Christie Blames the N.J. Superintendent Cap on Teacher Unions and Says He'll Think About it Another Day

Back in 2010 N.J. Governor Chris Christie "pretty much unilaterally,"reports today's N.J. Spotlight,  imposed a salary cap on school superintendents: up $175K per year for the state's largest districts the same as his own salary, and as low as $125K for the state's smallest districts.  (Districts over 10,000 students are exempt; superintendents, at the discretion of the board and the executive county superintendent, are eligible for merit bonuses.) This cap has become the bane of superintendents, school boards (see this report from NJSBA for details), and the state association that represents school CEO's. 

Lawsuits have been filed. School boards have tried to evade the cap, especially as over the last five years salaries for principals and business administrator creep up to and over the cap. As a result, some superintendents  flee to New York and Pennsylvania, where salaries are capless. For example, Brian Osborne, the highly-regarded superintendent of South Orange-Maplewood Public Schools " couldn't resist a job in New Rochelle, N.Y., with a base pay of $265,000 a year—or $87,500 more than he could earn in New Jersey under a salary cap that would hit him as soon as his contract expired June 30."

From the Wall Street Journal: "With Dr. Osborne's decision, 10 of the 43 districts in New York's Westchester County are now run by former New Jersey superintendents who left after Gov. Chris Christie imposed the salary cap in February 2011, saying it would help limit sky-high property taxes."

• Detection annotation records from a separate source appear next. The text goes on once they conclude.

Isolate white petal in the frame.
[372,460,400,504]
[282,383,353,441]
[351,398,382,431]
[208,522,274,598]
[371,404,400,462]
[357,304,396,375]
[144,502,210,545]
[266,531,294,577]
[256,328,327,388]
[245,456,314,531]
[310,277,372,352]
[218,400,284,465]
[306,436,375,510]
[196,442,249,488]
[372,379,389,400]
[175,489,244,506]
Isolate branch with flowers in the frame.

And some N.J. superintendents, having reached the cap, retire early and then "double-dip," collecting pensions as well as per diem payments from school districts that need interim superintendents. New Jersey Watchdog reported in 2013 that 45 retired superintendents "have worked as interim superintendents during the current school year in New Jersey. The retirees collectively received more than $4 million annually from the Teachers’ Pension and Annuity Fund, the investigation found through public records searches."

The Star-Ledger gave an example: 
Karen Lake was another schools leader highlighted in the report. The retired former superintendent of Hillsborough Township schools in Somerset County collects $131,964 in annual pension – but also makes $108,230 for working three days a week currently as interim superintendent at Mahwah schools, in Bergen County, the report states.
“It’s the way the system is set up,” said Lake. “I took advantage of it.”
Schools boards, superintendents, and their representing associations have been waiting anxiously for the salary cap to expire in November. But Spotlight reports that last week at a press conference in Trenton, "the governor used the opportunity to take another poke at the New Jersey Education Association, the teachers union, which he said had been seeking the caps, something its leadership denies."
“Why don’t you ask the teachers union, they’re the ones who asked me to put the caps on?” he said. 
When pressed for his own intentions, Christie said he had not yet begun considering the prospect that lay more than six months away. 
“I don’t have an intention,” he said. “It doesn’t sunset until November, and it’s June. I have a lot of decisions to make between now and November, and that one is not at the top of my list at the moment. Come October, I’ll start thinking about it
Maybe he should ask N.J. school boards about how the cap has interfered with their ability to retain great school leaders. We've been thinking about it for a long time.